Font est un groupe de musiciens polyvalents, la plupart des membres se déplaçant à tout moment entre les cordes, le synthétiseur ou un pad d'échantillonnage. Pendant les concerts, le bassiste Roman Parnell et le guitariste Anthony Laurence échangent leurs instruments avec Waddill à l'avant de la scène, tandis que les deux batteurs de Font, Jack Owens et Logan Wagner, se livrent à des duels rythmiques à l'arrière. Wagner reste debout pendant qu'il joue et, bien sûr, joue également d'un échantillonneur. Ce genre de dextérité ne fait qu'aider les arrangements foisonnants de Font, qui dissèquent et réaniment une pile de genres à trait d'union. Mais essayer d'identifier la musique de Font est une affaire délicate : post-punk, art-rock, dance-punk, noise-pop… ce sont tous des descripteurs précis mais insuffisants.
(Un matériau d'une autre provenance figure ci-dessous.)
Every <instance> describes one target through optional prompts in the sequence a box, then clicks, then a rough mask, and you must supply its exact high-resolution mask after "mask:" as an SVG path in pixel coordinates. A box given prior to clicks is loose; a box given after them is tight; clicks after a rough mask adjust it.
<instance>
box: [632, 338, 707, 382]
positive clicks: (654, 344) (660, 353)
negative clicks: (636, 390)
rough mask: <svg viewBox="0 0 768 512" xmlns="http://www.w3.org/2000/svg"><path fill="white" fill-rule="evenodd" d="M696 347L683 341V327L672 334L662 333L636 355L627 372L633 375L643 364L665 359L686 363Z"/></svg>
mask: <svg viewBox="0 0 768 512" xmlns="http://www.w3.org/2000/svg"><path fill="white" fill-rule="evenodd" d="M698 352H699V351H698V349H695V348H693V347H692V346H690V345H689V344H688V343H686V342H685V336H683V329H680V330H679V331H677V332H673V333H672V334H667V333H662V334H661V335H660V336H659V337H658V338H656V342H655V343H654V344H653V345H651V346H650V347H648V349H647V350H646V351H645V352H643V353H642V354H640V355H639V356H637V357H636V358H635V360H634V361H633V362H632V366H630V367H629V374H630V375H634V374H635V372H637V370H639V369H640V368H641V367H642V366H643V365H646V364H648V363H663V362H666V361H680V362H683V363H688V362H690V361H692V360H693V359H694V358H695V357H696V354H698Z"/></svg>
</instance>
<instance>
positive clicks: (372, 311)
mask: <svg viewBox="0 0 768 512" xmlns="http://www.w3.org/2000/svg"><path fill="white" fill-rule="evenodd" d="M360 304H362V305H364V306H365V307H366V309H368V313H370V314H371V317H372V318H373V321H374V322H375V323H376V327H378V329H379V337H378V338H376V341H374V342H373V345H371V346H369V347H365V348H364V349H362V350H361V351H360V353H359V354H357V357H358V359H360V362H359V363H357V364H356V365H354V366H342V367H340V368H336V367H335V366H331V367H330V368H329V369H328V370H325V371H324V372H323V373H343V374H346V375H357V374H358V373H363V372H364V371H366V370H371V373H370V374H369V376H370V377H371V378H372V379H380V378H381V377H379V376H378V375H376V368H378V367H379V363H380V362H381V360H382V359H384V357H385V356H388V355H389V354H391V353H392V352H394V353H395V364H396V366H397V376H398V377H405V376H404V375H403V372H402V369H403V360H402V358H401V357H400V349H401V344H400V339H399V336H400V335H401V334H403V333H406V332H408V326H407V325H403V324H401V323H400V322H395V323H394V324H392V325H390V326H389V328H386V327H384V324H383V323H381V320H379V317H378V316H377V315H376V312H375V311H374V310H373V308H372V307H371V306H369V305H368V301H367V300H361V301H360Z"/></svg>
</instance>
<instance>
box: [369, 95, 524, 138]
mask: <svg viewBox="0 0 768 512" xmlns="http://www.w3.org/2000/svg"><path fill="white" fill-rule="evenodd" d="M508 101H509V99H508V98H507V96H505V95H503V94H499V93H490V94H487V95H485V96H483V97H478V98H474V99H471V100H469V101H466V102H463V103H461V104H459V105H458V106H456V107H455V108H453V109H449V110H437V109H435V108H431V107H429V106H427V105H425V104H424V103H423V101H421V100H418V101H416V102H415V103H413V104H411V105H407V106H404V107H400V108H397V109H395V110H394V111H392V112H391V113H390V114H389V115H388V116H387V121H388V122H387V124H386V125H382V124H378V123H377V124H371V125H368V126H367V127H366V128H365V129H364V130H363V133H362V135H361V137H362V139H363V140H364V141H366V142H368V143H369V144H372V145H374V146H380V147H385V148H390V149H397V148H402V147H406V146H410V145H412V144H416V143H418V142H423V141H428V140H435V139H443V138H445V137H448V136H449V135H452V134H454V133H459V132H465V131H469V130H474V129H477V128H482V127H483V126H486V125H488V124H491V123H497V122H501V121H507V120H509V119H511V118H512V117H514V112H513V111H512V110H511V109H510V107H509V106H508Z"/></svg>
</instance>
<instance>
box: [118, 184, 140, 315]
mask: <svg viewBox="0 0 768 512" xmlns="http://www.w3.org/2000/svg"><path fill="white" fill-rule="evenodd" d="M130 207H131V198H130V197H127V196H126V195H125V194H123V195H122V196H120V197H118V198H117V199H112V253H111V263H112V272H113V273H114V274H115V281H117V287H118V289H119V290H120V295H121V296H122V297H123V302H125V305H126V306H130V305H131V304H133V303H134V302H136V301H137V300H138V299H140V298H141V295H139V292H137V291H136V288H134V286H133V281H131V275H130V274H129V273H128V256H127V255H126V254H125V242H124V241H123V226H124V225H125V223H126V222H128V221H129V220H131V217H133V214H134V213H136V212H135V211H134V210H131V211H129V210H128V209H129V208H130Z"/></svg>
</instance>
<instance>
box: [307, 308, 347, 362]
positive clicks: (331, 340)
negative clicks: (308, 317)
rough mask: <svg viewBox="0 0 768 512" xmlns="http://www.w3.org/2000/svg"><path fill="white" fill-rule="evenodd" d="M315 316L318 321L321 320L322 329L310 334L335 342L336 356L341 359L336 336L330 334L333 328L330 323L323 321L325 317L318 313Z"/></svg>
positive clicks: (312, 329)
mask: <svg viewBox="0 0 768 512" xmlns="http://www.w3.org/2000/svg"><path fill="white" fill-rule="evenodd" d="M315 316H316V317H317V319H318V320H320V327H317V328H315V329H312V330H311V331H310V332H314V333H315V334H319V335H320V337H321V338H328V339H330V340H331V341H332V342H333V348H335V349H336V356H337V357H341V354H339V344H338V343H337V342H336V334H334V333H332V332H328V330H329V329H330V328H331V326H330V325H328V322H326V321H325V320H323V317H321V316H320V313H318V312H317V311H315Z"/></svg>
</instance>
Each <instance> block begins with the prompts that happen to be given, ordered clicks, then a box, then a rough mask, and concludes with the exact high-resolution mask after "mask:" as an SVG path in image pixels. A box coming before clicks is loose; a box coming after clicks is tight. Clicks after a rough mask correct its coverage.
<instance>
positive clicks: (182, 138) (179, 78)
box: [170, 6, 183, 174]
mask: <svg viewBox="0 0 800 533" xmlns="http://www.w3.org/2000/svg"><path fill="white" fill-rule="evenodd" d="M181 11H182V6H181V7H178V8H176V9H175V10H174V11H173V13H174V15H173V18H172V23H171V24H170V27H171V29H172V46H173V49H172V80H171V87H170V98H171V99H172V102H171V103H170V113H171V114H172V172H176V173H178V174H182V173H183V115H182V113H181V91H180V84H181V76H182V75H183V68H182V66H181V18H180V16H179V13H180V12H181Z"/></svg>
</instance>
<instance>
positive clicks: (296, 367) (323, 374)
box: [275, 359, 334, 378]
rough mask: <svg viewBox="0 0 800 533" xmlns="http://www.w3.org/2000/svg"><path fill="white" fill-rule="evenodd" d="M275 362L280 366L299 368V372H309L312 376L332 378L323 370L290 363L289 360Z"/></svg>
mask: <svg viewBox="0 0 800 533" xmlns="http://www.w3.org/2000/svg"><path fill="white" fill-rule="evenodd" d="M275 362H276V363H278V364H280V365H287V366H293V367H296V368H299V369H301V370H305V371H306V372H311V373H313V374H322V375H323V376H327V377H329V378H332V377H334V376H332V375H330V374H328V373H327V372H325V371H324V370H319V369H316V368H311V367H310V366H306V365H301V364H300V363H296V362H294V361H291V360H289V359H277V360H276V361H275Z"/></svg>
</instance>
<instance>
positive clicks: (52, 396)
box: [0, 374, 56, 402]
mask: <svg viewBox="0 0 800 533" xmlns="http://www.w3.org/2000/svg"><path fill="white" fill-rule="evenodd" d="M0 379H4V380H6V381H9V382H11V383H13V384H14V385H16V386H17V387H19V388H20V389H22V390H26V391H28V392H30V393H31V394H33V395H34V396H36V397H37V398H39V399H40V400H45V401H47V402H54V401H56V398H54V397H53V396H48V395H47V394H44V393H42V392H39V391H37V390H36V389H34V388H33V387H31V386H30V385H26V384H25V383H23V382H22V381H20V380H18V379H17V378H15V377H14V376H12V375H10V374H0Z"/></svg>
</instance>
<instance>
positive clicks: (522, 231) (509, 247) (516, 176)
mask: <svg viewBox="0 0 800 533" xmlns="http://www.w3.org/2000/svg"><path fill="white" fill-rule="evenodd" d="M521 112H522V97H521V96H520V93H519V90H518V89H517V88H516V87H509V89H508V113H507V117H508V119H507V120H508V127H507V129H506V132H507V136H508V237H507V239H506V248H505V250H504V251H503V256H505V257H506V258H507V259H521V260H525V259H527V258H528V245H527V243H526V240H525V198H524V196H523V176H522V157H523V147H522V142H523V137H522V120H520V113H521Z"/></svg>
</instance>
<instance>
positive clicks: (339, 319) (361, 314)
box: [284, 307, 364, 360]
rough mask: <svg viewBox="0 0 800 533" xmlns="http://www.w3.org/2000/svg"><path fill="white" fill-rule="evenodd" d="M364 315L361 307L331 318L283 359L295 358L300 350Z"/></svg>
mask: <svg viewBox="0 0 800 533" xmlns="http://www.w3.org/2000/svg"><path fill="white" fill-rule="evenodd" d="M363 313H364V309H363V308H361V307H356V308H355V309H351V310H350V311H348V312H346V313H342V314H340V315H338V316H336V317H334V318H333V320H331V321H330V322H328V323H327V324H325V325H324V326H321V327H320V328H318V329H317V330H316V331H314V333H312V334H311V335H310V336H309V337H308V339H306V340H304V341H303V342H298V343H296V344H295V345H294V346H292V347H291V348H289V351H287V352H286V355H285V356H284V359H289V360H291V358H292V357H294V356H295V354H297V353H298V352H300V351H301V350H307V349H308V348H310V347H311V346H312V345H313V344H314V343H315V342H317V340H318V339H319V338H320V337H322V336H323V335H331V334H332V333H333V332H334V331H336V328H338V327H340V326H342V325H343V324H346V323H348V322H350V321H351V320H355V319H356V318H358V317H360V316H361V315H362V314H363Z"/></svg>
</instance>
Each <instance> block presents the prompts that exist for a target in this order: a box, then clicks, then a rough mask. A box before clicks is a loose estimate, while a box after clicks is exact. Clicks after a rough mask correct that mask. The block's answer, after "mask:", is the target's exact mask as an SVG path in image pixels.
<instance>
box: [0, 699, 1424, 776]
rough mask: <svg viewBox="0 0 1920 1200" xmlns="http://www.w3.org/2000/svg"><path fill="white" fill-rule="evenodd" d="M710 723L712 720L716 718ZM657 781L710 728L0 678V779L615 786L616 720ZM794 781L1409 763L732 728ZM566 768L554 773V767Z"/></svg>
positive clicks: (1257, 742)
Font a été assez explicite sur ses influences : Talking Heads, LCD Soundsystem et Radiohead ont tous été cités. Mais ils s'inspirent également du disco tordu d'Ian Dury and the Blockheads, de l'agit-jazz de James Chance et du prog débile à la Squid et Black Midi. Les premiers singles de Font sont émouvants et agressifs. « Sentence I » est un sermon punk tordu, stimulé par les riffs de basse élastiques de Parnell et les cloches de vache de Wagner. Sur « It », Waddill tord sa voix entre des cris haletants et des cris rauques, tandis que la guitare de Laurence grince comme une scie circulaire rongeant l'acier. La chanson est un exemple précoce de l'humour absurde de Waddill :

Cela passe par le corps
Il ouvre la porte
Il rampe sur ma jambe pendant que ma mère est au magasin
C'est une insulte à mon père
Il appelle Dieu
Il prend le soleil sur le pont avec abandon

Ce « Ça » sans visage est d’abord menaçant, suggérant une espèce hostile et inhumaine. Mais le détour soudain vers une épicerie, puis vers une chaise de porche où « Ça » bronze « avec abandon », ressemble à des portraits tordus du banal. La plupart des chansons de Font modulent la tension de cette façon, et Waddill tient à évoquer des visuels hyper spécifiques et dépareillés, comme s’il jouait un solo de guitare. Cadavre exquis.